O atual estágio tecnológico desta história transformou de tal maneira como as coisas são vistas e compreendidas que faz sentido falar e pensar em um meio que coopta pessoas a operar com tecnologias, segundo a ordem e a visão de homem e de mundo que, do próprio meio, emerge e domina.
Ao refletir sobre a questão da técnica Heidegger conduz, por um longo e árduo processo de pensar sua essência, desvendando as condições necessárias dessa experiência unidimensional das coisas como dis-posições e dis-positivos. No reconhecimento da com-posição no fundamento do que é a técnica, pensada desde sua origem grega, espera-se alcançar a possibilidade de uma redenção, na confrontação com o perigo e a salvação, imanentes à essência da técnica.
Heidegger parece sustentar que as atividades humanas não são de uma maneira geral referentes ou originárias de um indivíduo em si mesmo, mas sim guiadas e configuradas por um jogo histórico de linguagem e conceitos fora do controle individual. Este jogo define as categorias que configuram as possibilidades da ação humana, do conhecimento e da crença, em épocas históricas determinadas. Estes movimentos conceituais e ontológicos que se manifestam em diferentes épocas históricas, parecem indicar, por sua vez, meios onde uma “imagem de mundo e de homem” é dominante, ordenando e balizando o jogo permitido em termos de linguagem e conceitos.

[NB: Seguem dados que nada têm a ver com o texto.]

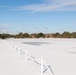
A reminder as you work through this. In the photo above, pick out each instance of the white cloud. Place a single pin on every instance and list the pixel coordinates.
(51, 5)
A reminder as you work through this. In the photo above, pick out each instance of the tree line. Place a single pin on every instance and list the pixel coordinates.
(39, 35)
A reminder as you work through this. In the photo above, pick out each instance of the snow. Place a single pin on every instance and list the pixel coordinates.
(59, 54)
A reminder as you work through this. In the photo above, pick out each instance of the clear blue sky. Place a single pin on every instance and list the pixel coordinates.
(47, 16)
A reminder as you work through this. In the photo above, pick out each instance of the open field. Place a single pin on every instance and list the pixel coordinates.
(59, 55)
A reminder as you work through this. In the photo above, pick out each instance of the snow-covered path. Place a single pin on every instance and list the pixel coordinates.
(13, 64)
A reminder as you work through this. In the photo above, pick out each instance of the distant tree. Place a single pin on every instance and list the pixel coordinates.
(40, 35)
(73, 35)
(57, 35)
(25, 35)
(66, 35)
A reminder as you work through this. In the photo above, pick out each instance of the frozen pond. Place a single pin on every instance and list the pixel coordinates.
(60, 54)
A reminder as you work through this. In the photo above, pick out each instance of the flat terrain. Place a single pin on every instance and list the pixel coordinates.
(59, 54)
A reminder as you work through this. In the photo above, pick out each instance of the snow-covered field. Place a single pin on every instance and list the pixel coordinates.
(59, 55)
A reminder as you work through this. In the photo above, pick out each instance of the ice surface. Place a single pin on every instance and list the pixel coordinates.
(59, 54)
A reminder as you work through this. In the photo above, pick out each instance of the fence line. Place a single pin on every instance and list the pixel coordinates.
(42, 63)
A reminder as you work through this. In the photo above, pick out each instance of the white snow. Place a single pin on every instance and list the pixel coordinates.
(59, 54)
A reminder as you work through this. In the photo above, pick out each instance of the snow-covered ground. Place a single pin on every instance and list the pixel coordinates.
(59, 54)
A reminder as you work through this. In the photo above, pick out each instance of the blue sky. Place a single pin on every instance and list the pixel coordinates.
(33, 16)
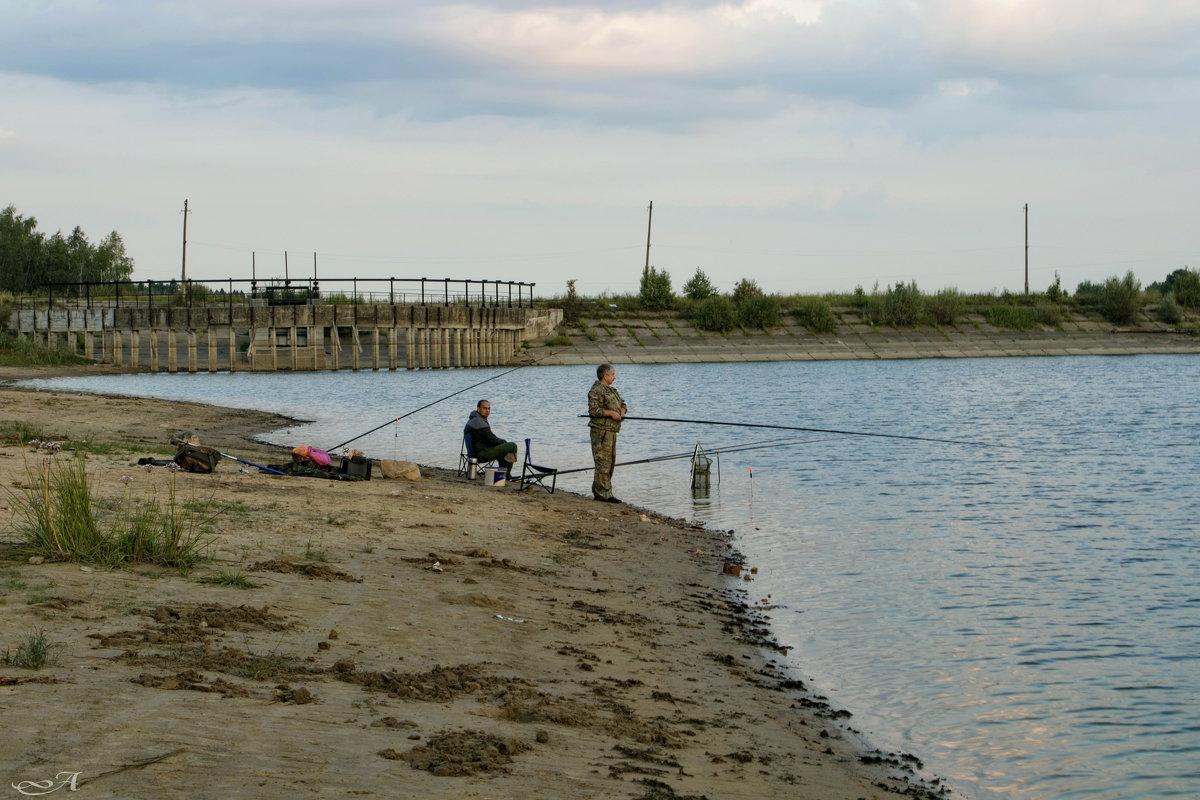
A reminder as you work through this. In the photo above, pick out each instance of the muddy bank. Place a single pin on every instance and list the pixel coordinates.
(394, 638)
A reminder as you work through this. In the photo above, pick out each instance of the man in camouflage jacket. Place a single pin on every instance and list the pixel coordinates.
(606, 409)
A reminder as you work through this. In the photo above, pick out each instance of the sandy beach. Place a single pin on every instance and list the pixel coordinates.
(403, 639)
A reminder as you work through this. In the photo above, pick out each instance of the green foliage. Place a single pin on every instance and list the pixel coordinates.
(946, 307)
(59, 521)
(1186, 288)
(655, 290)
(714, 313)
(35, 651)
(1121, 299)
(1018, 318)
(761, 311)
(699, 287)
(573, 307)
(744, 290)
(1169, 310)
(31, 258)
(815, 314)
(1055, 293)
(226, 578)
(900, 306)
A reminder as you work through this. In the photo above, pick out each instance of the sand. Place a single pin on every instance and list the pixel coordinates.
(405, 639)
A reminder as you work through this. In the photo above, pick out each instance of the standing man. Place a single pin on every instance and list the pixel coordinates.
(606, 409)
(486, 444)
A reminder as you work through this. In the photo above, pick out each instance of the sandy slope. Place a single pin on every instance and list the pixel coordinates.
(561, 649)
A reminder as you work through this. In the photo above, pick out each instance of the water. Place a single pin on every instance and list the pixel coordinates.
(1025, 619)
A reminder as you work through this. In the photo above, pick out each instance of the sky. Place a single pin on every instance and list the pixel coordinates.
(810, 145)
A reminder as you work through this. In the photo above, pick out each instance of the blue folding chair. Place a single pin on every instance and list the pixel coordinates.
(532, 474)
(466, 455)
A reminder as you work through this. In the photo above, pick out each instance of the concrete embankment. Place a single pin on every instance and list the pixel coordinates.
(667, 340)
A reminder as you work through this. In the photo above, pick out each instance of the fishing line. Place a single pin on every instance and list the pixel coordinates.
(435, 403)
(791, 427)
(708, 451)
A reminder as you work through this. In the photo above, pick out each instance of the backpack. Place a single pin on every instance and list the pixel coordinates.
(196, 458)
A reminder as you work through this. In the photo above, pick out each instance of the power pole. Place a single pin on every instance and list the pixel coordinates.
(649, 221)
(183, 276)
(1026, 248)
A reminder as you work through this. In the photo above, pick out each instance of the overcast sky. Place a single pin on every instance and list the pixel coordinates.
(813, 145)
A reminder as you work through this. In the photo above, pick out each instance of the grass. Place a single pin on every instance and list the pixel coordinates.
(60, 519)
(226, 578)
(35, 651)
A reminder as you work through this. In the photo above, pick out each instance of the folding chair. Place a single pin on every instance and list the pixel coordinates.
(467, 453)
(532, 473)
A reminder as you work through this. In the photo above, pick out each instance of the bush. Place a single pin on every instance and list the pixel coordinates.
(699, 287)
(899, 307)
(759, 312)
(815, 314)
(1187, 288)
(744, 290)
(714, 314)
(1018, 318)
(655, 293)
(59, 522)
(1121, 299)
(1169, 311)
(946, 306)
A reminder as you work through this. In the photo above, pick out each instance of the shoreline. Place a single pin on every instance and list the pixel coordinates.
(558, 648)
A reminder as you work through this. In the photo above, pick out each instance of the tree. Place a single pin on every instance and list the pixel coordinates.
(699, 287)
(655, 293)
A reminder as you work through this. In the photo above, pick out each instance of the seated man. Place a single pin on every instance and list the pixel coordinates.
(487, 445)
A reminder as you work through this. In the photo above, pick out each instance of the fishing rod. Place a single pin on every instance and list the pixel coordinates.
(378, 427)
(792, 427)
(707, 451)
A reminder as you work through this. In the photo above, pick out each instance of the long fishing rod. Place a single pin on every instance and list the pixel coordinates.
(335, 447)
(707, 451)
(792, 427)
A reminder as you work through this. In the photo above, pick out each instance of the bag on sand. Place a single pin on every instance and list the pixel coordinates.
(197, 458)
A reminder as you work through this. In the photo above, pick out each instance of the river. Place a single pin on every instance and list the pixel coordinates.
(1023, 613)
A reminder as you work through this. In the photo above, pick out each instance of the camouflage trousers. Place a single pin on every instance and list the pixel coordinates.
(604, 452)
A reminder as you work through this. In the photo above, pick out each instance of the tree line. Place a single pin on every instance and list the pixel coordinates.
(29, 258)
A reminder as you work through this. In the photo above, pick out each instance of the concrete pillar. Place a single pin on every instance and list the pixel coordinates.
(191, 353)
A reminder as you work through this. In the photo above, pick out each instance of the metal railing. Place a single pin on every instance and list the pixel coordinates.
(282, 292)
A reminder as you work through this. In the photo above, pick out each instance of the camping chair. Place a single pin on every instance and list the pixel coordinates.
(532, 473)
(467, 453)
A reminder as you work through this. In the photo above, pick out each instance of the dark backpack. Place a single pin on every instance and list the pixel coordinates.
(196, 458)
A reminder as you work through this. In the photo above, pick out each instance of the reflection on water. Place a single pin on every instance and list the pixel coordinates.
(1023, 618)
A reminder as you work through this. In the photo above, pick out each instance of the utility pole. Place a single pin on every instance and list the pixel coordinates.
(183, 276)
(649, 221)
(1026, 248)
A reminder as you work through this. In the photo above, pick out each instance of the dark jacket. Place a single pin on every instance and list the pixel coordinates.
(481, 437)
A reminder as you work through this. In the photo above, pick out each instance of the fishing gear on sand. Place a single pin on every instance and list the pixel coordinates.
(250, 463)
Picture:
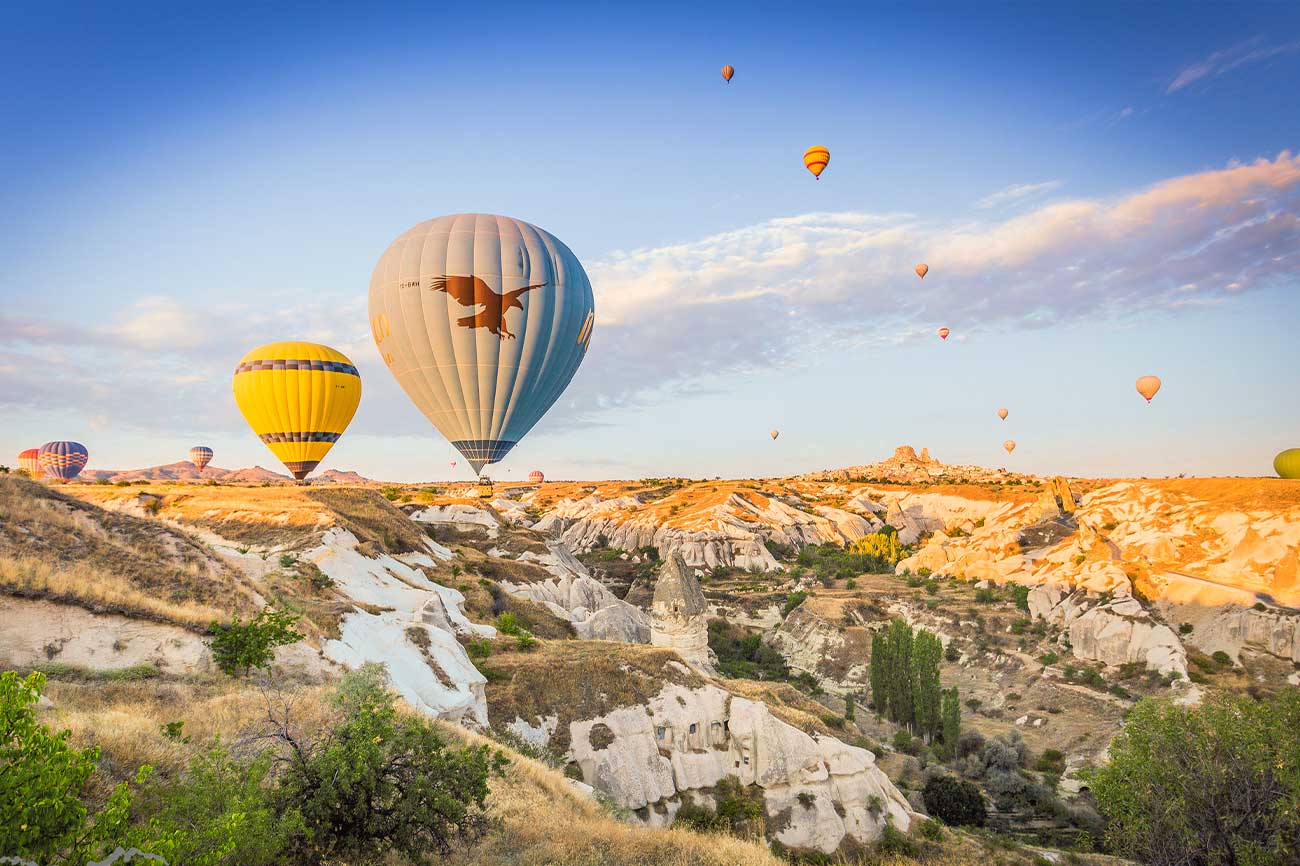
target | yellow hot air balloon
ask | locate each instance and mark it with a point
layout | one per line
(298, 398)
(815, 159)
(1148, 385)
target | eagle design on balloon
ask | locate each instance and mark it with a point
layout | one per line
(472, 291)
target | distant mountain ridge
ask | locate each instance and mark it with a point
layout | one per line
(186, 471)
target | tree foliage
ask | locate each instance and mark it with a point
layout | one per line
(954, 800)
(241, 646)
(1216, 784)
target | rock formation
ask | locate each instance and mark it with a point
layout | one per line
(679, 615)
(815, 789)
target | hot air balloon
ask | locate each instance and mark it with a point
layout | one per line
(815, 159)
(298, 398)
(1287, 463)
(482, 320)
(63, 460)
(1148, 385)
(29, 462)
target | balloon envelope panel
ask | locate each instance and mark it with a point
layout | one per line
(482, 320)
(1287, 463)
(63, 459)
(298, 398)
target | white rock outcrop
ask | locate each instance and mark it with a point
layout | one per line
(817, 791)
(679, 615)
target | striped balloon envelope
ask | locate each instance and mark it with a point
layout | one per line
(482, 320)
(298, 398)
(63, 460)
(29, 462)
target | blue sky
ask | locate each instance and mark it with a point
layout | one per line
(1100, 190)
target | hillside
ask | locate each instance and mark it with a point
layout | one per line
(663, 640)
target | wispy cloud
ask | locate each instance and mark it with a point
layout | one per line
(1223, 61)
(1015, 194)
(767, 295)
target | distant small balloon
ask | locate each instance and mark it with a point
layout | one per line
(1287, 463)
(1148, 385)
(815, 159)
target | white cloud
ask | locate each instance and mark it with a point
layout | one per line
(1017, 194)
(1223, 61)
(698, 312)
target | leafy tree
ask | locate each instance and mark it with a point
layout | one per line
(926, 652)
(241, 646)
(381, 782)
(954, 800)
(43, 815)
(950, 715)
(1216, 784)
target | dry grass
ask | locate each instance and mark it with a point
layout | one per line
(99, 590)
(56, 546)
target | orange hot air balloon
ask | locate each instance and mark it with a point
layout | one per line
(1148, 385)
(815, 159)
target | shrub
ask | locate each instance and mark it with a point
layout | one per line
(381, 782)
(241, 646)
(42, 778)
(1221, 778)
(954, 801)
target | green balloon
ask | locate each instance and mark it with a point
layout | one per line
(1287, 464)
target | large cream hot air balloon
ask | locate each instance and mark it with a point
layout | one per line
(482, 320)
(815, 159)
(298, 398)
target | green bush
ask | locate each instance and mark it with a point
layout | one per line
(954, 801)
(241, 646)
(42, 778)
(382, 782)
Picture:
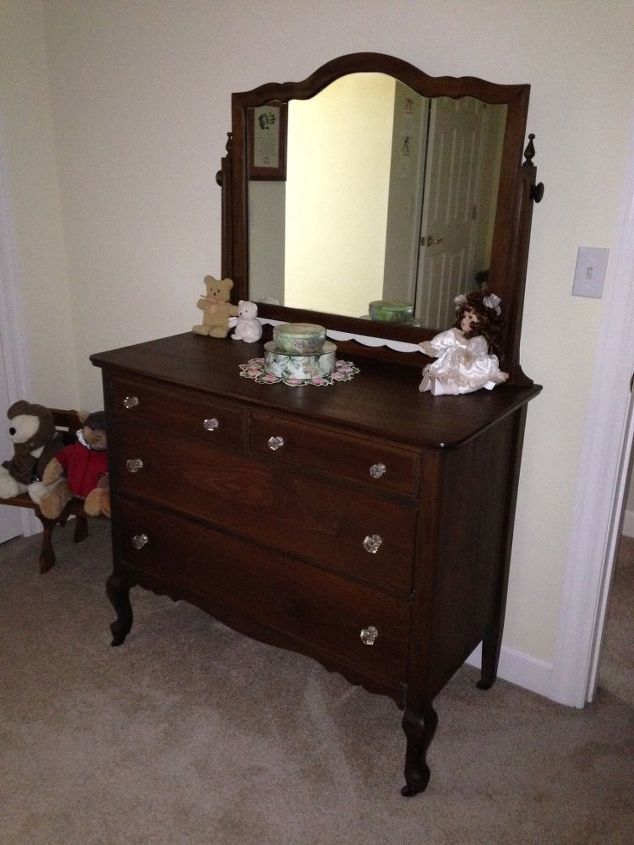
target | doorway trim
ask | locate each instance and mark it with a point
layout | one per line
(601, 483)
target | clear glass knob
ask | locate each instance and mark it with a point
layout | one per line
(372, 543)
(378, 470)
(369, 635)
(139, 540)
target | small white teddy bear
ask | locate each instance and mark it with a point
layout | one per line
(247, 326)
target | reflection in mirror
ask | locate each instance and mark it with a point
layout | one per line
(388, 196)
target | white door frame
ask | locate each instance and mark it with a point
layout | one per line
(602, 477)
(12, 336)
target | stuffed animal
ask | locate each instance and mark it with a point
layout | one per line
(35, 442)
(77, 469)
(247, 326)
(216, 308)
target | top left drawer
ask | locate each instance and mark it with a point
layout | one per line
(190, 412)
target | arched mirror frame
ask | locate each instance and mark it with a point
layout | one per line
(517, 191)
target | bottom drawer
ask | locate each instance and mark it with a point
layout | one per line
(324, 611)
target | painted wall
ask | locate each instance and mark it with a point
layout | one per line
(339, 148)
(140, 96)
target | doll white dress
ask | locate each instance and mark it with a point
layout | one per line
(461, 365)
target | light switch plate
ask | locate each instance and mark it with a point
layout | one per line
(592, 263)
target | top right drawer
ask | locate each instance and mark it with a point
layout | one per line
(362, 459)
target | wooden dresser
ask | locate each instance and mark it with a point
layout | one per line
(364, 524)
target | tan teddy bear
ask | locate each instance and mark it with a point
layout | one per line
(216, 308)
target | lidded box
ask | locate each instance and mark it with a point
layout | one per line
(299, 338)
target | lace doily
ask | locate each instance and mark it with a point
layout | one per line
(254, 369)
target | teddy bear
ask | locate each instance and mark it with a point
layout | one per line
(247, 326)
(77, 470)
(35, 443)
(216, 308)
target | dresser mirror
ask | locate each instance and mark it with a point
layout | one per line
(372, 181)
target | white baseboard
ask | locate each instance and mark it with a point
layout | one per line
(520, 669)
(628, 524)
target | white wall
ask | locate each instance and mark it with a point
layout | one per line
(140, 94)
(31, 201)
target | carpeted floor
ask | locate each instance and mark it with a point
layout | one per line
(190, 734)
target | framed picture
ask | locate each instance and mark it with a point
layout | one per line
(267, 126)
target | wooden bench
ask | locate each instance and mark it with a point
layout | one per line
(66, 422)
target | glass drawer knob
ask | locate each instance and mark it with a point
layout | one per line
(378, 470)
(372, 543)
(369, 635)
(139, 540)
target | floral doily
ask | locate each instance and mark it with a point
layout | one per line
(254, 369)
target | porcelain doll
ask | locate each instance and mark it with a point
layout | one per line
(466, 355)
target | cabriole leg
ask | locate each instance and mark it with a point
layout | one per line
(118, 589)
(419, 731)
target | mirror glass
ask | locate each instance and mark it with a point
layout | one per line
(368, 193)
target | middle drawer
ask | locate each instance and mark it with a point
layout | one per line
(358, 532)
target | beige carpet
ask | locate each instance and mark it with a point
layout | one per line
(190, 734)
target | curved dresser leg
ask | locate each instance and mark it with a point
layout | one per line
(419, 731)
(118, 590)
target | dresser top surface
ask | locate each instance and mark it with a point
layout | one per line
(383, 398)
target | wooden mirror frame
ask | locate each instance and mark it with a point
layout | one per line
(517, 191)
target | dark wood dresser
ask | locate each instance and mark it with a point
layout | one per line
(364, 524)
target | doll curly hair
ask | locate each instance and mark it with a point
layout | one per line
(485, 306)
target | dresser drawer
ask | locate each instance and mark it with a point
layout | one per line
(362, 459)
(368, 535)
(319, 610)
(186, 411)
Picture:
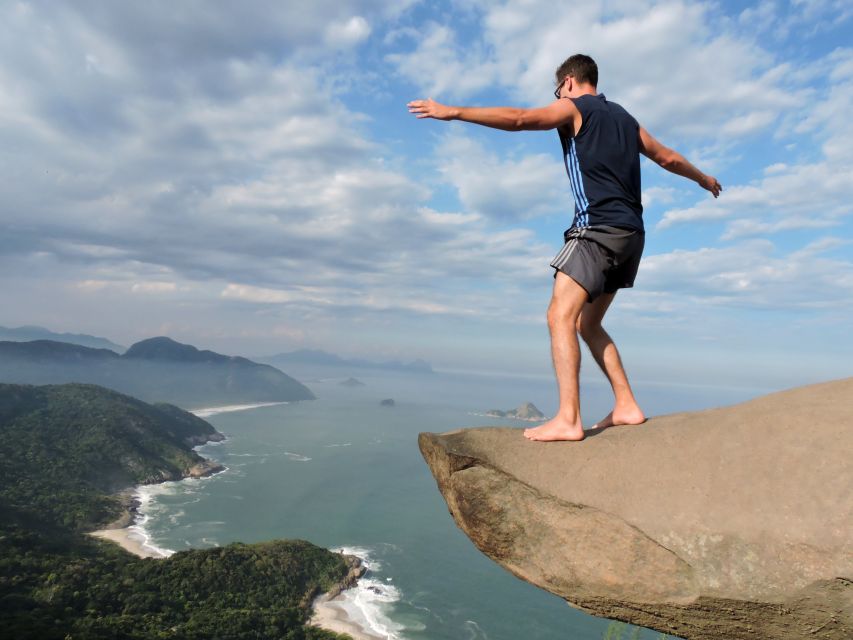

A informática dá-se e propõe-se na informatização, segundo a regência e a vigência de quatro modos de dever e responder, diferentes entre si, porém pertencentes um ao outro na unidade de uma coerência. Esta unidade de coerência responde pelo dar-se e propor-se da informatização, entendida como a vigência de algo que está em vigor em um meio fundado na Modernidade.
O pleno advento da informatização em nossos dias indica, por sua vez, que este deixar-viger dos quatro modos de dever e responder que levam a tecnologia da informação a aparecer e a conduzem à posição de destaque tecnológico de uma pretensa Sociedade da Informação, mobilizam muito mais que um simples instrumento para o homem. “Rigorosamente, um instrumento nunca ‘é’. O instrumento só pode ser o que é num todo instrumental que sempre pertence a seu ser”2.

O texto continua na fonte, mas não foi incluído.